Immediata la risposta stizzita di Benjamin “Bibi” Netanyahu: “Noi israeliani non ci facciamo influenzare da ingerenze esterne, nemmeno se provengono dall’amico del cuore”. Bibi è poi tornato sulle ragioni della sua riforma giudiziaria che, ricordiamo, concederebbe alla Knesset (parlamento monocamerale di Israele) maggior controllo ed influenza sulla Corte suprema.
In particolare, la riforma prevede:
– Possibilità per il parlamento di porre il veto sulle decizioni della corte attraverso la maggiornaza assoluta (61 voti su 121 seggi)

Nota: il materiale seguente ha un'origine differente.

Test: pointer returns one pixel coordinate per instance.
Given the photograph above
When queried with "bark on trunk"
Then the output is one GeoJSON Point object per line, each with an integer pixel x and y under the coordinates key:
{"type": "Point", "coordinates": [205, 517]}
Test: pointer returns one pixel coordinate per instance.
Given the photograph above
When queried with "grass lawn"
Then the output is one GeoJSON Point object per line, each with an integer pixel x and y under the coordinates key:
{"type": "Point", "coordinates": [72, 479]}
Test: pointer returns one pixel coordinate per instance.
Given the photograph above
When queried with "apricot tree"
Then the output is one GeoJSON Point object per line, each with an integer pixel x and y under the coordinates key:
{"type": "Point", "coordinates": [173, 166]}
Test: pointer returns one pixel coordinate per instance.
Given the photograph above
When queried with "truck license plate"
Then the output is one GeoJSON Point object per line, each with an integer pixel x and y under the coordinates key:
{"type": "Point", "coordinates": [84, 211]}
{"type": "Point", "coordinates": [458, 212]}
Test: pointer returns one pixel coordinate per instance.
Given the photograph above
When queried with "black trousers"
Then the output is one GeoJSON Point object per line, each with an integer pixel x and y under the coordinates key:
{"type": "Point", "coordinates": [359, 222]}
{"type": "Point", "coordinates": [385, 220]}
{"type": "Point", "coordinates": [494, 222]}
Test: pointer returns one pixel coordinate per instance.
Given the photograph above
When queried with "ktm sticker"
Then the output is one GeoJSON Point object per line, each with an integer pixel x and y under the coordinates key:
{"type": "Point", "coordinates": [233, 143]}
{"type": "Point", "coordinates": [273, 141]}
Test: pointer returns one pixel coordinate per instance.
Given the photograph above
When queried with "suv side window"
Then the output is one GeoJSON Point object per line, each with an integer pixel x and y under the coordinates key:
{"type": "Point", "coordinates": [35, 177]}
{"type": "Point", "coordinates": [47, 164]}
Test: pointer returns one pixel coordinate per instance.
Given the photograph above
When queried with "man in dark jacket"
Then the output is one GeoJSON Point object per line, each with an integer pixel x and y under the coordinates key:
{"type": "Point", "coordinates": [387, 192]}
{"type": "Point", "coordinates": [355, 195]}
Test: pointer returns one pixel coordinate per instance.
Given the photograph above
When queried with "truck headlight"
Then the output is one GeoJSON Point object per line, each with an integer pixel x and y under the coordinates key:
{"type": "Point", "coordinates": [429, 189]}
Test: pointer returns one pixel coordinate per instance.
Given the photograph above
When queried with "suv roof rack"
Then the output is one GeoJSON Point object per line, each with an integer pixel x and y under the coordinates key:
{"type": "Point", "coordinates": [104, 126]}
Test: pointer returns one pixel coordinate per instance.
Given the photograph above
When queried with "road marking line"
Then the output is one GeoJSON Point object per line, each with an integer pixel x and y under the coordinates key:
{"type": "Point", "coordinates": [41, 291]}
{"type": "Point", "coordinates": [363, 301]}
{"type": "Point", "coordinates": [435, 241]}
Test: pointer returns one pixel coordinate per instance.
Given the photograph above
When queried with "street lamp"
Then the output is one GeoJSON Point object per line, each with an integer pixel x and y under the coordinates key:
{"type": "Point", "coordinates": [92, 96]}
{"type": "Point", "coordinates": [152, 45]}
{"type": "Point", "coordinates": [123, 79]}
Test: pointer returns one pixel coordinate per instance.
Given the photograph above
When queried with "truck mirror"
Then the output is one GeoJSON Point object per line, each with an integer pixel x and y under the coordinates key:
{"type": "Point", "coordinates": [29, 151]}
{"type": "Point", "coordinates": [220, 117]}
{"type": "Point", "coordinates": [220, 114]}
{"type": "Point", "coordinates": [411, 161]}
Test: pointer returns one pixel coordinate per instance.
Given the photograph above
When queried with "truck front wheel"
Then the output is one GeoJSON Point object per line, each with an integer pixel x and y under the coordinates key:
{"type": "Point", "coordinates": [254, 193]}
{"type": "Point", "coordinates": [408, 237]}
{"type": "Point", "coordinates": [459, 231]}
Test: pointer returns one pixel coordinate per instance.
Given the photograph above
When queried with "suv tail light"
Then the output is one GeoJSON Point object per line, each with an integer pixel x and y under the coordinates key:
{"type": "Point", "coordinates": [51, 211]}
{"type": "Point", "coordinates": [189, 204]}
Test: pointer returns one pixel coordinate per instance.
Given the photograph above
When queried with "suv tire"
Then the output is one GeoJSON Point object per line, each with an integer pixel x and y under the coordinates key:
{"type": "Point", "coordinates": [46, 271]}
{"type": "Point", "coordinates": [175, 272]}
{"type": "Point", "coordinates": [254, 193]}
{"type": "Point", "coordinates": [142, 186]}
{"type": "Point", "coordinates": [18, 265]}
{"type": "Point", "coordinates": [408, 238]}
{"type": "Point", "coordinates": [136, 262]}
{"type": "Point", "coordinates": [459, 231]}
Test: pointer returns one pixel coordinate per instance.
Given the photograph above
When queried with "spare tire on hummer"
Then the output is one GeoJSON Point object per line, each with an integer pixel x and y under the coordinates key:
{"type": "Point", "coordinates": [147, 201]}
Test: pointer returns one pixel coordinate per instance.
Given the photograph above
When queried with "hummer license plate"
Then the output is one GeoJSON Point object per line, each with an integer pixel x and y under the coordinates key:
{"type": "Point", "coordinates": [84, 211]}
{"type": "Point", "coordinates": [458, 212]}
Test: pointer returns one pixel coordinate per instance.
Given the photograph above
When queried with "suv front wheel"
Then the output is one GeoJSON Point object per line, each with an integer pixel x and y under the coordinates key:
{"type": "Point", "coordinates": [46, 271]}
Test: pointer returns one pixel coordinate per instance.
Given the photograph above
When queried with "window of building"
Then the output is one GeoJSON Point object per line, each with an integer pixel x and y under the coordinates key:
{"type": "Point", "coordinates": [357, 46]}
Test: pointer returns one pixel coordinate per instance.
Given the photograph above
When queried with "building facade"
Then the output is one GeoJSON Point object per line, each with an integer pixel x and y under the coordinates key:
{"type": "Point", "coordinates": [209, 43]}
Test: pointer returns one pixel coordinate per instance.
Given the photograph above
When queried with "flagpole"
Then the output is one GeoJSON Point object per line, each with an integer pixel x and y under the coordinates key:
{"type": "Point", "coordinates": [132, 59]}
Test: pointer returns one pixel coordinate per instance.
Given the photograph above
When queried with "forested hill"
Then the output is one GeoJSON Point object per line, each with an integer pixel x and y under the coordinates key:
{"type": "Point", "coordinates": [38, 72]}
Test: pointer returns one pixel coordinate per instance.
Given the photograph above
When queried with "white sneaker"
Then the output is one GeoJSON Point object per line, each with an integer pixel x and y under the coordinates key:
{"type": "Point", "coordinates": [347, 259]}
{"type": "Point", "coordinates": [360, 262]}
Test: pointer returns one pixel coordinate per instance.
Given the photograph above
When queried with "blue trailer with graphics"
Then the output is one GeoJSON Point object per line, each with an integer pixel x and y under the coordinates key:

– Abrogazione del giudizio di costituzionalità sulle leggi fondamentali, ossia la costituzione dello Stato di Israele
– Attribuzione al governo di maggior potere di elezione dei membri della Corte suprema.
I sintesi, la riforma sbilanciarebbe nettamente l’equilibrio dei poteri a favore del governo, che in questo momento è sostenuto per l’appunto da una solida maggioranza capeggiata dal Likud di 64 seggi, più che sufficiente in riferimento al numero necessario per i veti alle sentenze della Consulta israeliana. L’indipendenza della magistratura verrebbe indebolita drasticamente.
La riforma è stata presentata dal ministro della giustizia Yariv Levin; in seguito Netanyahu ha licenziato il ministro della difesa Gallant, contrario alla riforma. Ques’ultimo passo falso ha causato lo scoppio delle proteste e la sospensione del progetto di riforma.